Joining us at the inaugural Young Leaders Summit was: Gareth Lewis CA, co-founder and CFO of Delio, a private investment space and asset platform for entrepreneurs, organisations and financial institutions; Oliver Cummings CA, Commercial Director of Capitalise.com, a VC-backed FinTech start-up seeking to overhaul finance and simplify experiences for UK businesses; and Neil Simpson CA, Financial Director of Brewdog, the Scottish craft beer company.
Here is what we learned from their discussion:
1. Working in an innovative industry can mean approaching traditionality from a different angle
Oliver Cummings CA said: "I'm a big fan of the user journey - innovation is finding a set of customers, finding out what they need, then building a platform or some form of technology and then working out what in that technology is now scalable to make a business. To me it's all very user-focused, I'm not about trying to start something that doesn't exist."
Neil Simpson CA recounted how Brewdog, who use technology to craft "the perfect beer every time", raised funds through their own innovation: "We went down the crowdfunding route way back before it became fashionable to do it. There were no platforms to do it then; we had to do it through our own site."
Left to right: Gareth Lewis CA, Oliver Cummings CA, and Neil Simpson CA
2. Failure can happen, but that's not a reason to give up.

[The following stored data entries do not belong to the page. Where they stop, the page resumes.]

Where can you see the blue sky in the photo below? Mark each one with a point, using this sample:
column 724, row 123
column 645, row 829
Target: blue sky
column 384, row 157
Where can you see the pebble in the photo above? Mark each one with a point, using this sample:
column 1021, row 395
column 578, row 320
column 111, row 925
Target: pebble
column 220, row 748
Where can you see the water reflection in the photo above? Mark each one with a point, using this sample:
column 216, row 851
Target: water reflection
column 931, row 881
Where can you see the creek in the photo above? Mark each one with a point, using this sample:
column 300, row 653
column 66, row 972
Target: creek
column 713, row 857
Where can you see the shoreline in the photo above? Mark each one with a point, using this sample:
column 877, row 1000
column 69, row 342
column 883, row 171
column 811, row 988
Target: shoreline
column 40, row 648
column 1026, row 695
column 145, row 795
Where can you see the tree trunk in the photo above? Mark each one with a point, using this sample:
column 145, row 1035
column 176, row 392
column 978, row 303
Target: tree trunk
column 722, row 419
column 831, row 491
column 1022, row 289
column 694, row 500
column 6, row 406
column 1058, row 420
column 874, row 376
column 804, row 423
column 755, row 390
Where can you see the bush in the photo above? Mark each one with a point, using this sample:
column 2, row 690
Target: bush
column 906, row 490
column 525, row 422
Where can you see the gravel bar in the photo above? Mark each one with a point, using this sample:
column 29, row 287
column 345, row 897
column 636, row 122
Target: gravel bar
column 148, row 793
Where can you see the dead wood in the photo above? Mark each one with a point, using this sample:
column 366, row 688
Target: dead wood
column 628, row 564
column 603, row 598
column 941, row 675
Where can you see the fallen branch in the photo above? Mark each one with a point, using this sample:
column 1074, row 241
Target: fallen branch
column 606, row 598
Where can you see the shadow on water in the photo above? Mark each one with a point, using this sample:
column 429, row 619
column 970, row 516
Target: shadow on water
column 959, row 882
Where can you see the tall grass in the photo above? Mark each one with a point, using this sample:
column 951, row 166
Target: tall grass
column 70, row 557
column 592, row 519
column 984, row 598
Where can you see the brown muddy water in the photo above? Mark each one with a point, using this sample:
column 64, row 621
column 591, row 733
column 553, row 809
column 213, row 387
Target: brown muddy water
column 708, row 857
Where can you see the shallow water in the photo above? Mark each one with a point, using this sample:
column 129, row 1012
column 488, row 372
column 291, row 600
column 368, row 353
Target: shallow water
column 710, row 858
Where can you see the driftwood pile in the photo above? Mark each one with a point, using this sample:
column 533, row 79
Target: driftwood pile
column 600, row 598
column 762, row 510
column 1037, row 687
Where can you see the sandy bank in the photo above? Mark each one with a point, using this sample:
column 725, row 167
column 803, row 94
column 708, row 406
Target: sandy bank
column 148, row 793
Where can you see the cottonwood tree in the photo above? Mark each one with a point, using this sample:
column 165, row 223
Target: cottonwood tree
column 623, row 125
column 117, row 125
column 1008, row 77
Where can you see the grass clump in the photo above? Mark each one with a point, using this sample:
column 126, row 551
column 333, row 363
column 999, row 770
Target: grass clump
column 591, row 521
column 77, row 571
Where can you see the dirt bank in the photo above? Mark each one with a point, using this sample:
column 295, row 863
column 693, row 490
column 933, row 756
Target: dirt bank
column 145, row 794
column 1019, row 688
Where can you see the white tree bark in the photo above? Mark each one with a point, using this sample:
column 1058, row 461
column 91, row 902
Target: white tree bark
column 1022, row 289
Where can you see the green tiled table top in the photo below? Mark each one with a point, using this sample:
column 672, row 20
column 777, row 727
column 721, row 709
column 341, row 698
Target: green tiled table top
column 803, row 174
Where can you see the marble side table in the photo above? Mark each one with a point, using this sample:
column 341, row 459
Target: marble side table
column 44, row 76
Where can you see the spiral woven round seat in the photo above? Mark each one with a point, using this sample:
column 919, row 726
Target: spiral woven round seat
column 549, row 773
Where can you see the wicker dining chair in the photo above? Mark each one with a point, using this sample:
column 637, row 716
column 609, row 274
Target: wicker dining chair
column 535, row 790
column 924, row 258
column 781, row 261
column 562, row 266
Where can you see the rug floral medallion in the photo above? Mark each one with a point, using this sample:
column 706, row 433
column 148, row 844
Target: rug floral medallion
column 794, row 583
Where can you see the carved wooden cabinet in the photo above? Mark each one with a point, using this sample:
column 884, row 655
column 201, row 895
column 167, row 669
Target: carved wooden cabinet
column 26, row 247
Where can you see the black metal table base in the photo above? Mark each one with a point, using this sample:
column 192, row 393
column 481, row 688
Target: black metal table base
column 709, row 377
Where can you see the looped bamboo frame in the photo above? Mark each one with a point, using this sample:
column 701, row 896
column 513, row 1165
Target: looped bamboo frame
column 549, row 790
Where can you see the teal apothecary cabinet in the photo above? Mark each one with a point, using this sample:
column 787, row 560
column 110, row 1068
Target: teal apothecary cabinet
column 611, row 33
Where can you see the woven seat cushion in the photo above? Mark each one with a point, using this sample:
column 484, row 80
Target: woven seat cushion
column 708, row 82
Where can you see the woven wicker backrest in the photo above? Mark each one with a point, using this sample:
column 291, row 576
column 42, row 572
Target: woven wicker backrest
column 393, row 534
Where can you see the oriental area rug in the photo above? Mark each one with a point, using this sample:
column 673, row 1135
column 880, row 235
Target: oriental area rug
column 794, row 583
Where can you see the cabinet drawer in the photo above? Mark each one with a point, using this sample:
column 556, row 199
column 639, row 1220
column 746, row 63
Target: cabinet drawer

Gareth Lewis CA noted the advantage that newly-formed companies can have: "We haven't really had any rules or anyone telling us how to do things. I think start-ups have an unfair advantage in the way that they're able to do things. It's how you deal with it. If you give up when you get something wrong, you aren't going to get very far.
"You've got to be very, very level. If things are going right you've got to keep moving forward, and you need to do the same if things are going wrong."
If you have a fear of failure, don't go into a start-up.
Neil added that the scale of a mistake indicates likeliness of reoccurrence: "It's those big failures that you aren't going to do again. Those are the ones that stick with you!"
"One of the biggest things about working in technology, is the amount of time you've spent working in tech is completely irrelevant", explained Oliver, "It's a complete meritocracy. Failure is a part of A/B testing. It's all part of being in a tech start-up. You can't have a good idea all the time. If you have a fear of failure, don't go into a start-up. It's all about learning when you're failing and improving on that."
3. Being a CA doesn't mean you need to stick to an accountancy role
Oliver stated that he had no idea he wanted to work in Fintech or start-ups: "I was obsessed with what we do as accountants - FD, CEOs CFOs, investment bankers. I'd advise you to look outside of that. There are so many things that you could do with your skills, and ICAS is a good background."
Neil Simpson CA agreed: "Don't just go in the middle of the box and tick the box, as an auditor, a tax advisor, a financial controller in practice - it's how you can add value and think differently and come up with an idea that it's still within your principles... Think about how you can push things within your boundaries.
"When I started at Brewdog, I realised it wasn't about making money, which goes against what you learn in the textbooks. We wanted to make great beer, and that costs money."
4. Collaborate and embed passion into the work culture
Digital technology, by its very nature, needs to be innovative as part of a sector that can reinvent itself every year or every few months – but it can't happen in isolation. Gareth commented: "If you're in an organisation and you want to implement change there, it needs to be collaborative. You need to get people involved in the idea and the process, otherwise they can feel intimidated and they will resist it."
Whatever you're doing, just be immersed in it.
Neil said: "You can be innovative in really small ways, you can change things by being innovative, and that's got to be embedded into the culture to make it happen. Our mission statement is very clear; everyone is as passionate about great craft beer as we are, but behind that, there's got to be a culture to get to that point. One of our charter points is 'we are geeks', so whatever you're doing, just be immersed in it, be so indulged to the point that you can possibly think a bit differently."
5. Inspire your team and hire from varying backgrounds
Gareth believes that a wide scope of talented staff is key: "We're not tied to people with so many UCAs points or anything like that. Some of our best developers are people that dropped out of school and taught themselves how to code in their free time."
Oliver emphasised that passion is essential: "A really interesting thing about having innovative culture is who you hire. For me, I'd be really keen to hire CAs into the business, but what I would be really keen for to ensure innovative culture is ask them what their passions are, what they're into in life, and whether they have an urge or purpose - to me, that's the kind of people you need for a start-up."